Following the build-up of harmful algal blooms - called red tides - on the West Coast over the past few weeks, the Department of Environment, Forestry and Fisheries (DEFF) has issued a Situation Yellow alert under the West Coast Rock Lobster Contingency Plan and placed all government role-players on standby.
The recent red tides have resulted in several marine species, including rock lobsters, octopus, white mussels and some fish species, washing up on the beach,
"In terms of the contingency plan, the DEFF is the lead department supported by other organs of State including the West Coast district municipality, the Cederberg municipality, the South African Police Services, the South African National Defence Force and Western Cape provincial administration.
"These role-players are currently preparing for a Situation Red because beaching has taken place and there is a possibility that there may be beaching in excess of 10 t at a single or multiple localities in the area," the DEFF states.
Weather conditions are not favourable as a north-westerly wind is currently blowing and keeping the algal bloom concentrated in the bay. As is often the case in summer and late summer, there has been a build-up of large red tides in the greater St Helena Bay region over the past few weeks.
These blooms of phytoplankton presently extend 50 km to 60 km in the vicinity of Elands Bay, Lambert’s Bay and Doring Bay.
The blooms are dominated by a group of phytoplankton known as dinoflagellates and their inshore accumulation, particularly during periods of calm, often leads to their decay and the subsequent development of low oxygen conditions, which cause marine mortalities.
Such mortalities were observed on the beaches of Elands Bay earlier on January 17 and, with the prediction of light westerly winds over the next few days, the risk of further mortalities is high, states the department.
"However, notwithstanding the red tides, West Coast rock lobster catches are still good and this indicates that oxygen levels are still high.
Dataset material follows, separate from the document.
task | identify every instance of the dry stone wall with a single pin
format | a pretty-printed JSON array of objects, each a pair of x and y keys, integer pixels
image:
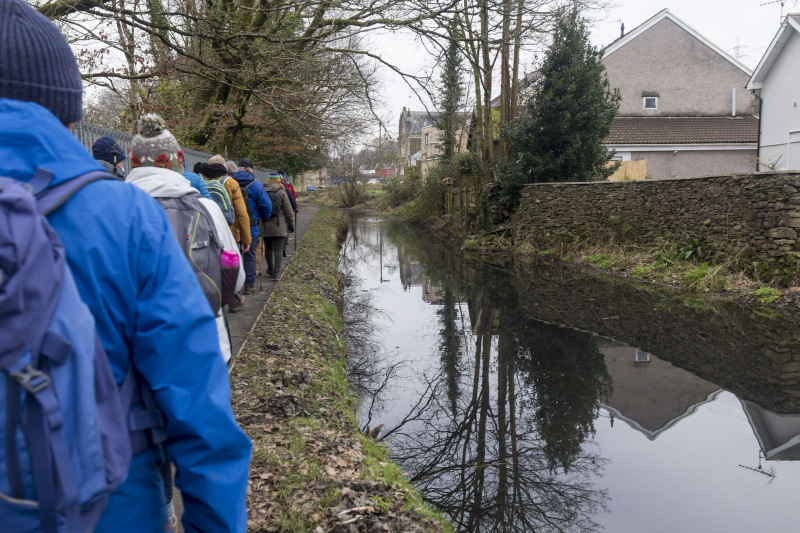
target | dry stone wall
[{"x": 754, "y": 218}]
The new moon spring tide occurred two days ago, thus limiting the possibility of a mass stranding within the next 10 days," the DEFF says.
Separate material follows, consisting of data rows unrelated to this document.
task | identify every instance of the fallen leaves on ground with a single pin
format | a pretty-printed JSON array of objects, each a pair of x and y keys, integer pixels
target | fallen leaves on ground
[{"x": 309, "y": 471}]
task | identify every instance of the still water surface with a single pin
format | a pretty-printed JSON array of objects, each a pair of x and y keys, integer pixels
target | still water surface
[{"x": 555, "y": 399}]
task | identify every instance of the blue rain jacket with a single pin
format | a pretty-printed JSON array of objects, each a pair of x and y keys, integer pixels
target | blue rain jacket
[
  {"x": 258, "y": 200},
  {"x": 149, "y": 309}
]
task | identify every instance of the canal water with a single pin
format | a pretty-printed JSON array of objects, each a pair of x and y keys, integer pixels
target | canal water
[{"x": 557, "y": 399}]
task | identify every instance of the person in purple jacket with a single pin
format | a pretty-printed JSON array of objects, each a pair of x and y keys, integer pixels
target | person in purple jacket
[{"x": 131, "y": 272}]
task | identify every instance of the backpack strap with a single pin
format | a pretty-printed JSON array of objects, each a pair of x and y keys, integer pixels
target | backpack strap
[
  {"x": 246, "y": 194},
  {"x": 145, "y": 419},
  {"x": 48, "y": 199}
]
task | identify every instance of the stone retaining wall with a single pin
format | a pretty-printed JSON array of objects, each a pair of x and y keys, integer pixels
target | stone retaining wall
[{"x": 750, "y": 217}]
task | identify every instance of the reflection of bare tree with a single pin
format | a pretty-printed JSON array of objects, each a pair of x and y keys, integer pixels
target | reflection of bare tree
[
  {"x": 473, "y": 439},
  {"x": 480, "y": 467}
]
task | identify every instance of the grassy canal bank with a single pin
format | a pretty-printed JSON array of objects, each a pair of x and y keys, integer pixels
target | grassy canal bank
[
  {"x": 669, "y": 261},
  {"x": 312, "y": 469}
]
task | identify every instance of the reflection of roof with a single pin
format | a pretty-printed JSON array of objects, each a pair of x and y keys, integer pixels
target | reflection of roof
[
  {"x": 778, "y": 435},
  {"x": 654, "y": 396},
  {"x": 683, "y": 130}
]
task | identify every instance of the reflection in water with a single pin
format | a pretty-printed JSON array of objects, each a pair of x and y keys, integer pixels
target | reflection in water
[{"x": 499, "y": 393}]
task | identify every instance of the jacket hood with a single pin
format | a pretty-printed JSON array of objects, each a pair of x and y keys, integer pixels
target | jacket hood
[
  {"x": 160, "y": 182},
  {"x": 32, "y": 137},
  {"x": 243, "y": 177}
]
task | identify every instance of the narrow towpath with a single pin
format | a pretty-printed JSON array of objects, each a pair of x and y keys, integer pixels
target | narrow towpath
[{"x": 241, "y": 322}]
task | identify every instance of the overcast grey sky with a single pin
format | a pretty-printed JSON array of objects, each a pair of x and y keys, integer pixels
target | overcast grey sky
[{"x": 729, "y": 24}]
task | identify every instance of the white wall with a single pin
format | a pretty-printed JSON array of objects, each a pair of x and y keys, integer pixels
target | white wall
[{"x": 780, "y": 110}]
Red tides are a natural phenomenon in coastal waters and are caused by a dense accumulation of microscopic algae. Some of the algal species are harmful because they contain toxins, which are poisonous to humans. Poisoning may either take place through the consumption of seafood that is contaminated by toxic algae, or by toxic aerosols or water bound compounds that cause respiratory and skin irritation.
Other red tides cause harm through the depletion of oxygen (anoxia), which affects all marine creatures and can lead to mass mortalities of the entire marine communities or mass walkouts of rock lobsters that try to escape the anoxic conditions. Red tide occurrences can therefore have significant environmental and social implications, with knock-on effects on coastal economies.
Fisheries and aquaculture industries suffer from the episodic mortalities of stocks caused by red tides, while poor water quality and foul smells associated with these occurrences affect coastal tourism.
Red tides are particularly common in the productive West Coast upwelling regions, such as the Benguela, California, Humboldt, Canary and Somali upwelling systems.